Here are a few excerpts from an article on the BIS, (bank of international settlements) from Global Research, by Andrew Gavin Marshall. The whole article should be read and anyone believing in global financial manipulation, they will have a field day.
An article in the Australian reported that, “The only international body to correctly predict the financial crisis (the BIS)… has warned the biggest risk is that governments might be forced by world bond investors to abandon their stimulus packages, and instead slash spending while lifting taxes and interest rates,” as the annual report of the BIS “has for the past three years been warning of the dangers of a repeat of the depression.” Further, “Its latest annual report warned that countries such as Australia faced the possibility of a run on the currency, which would force interest rates to rise.” The BIS warned that, “a temporary respite may make it more difficult for authorities to take the actions that are necessary, if unpopular, to restore the health of the financial system, and may thus ultimately prolong the period of slow growth.”
Further, “At the same time, government guarantees and asset insurance have exposed taxpayers to potentially large losses,” and explaining how fiscal packages posed significant risks, it said that, “There is a danger that fiscal policy-makers will exhaust their debt capacity before finishing the costly job of repairing the financial system,” and that, “There is the definite possibility that stimulus programs will drive up real interest rates and inflation expectations.” Inflation “would intensify as the downturn abated,” and the BIS “expressed doubt about the bank rescue package adopted in the US.”

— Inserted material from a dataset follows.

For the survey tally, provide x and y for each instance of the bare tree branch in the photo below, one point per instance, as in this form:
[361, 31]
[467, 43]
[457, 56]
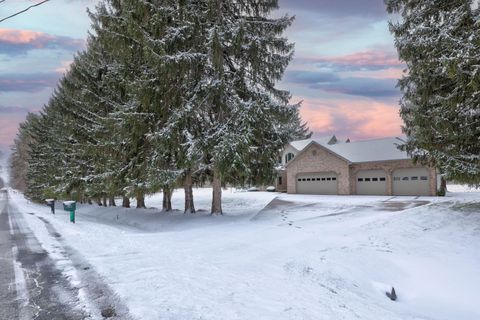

The BIS further warned of inflation, saying that, “The big and justifiable worry is that, before it can be reversed, the dramatic easing in monetary policy will translate into growth in the broader monetary and credit aggregates.” That will “lead to inflation that feeds inflation expectations or it may fuel yet another asset-price bubble, sowing the seeds of the next financial boom-bust cycle.” With the latest report on the derivatives bubble being created, it has become painfully clear that this is exactly what has happened: the creation of another asset-price bubble. The problem with bubbles is that they burst.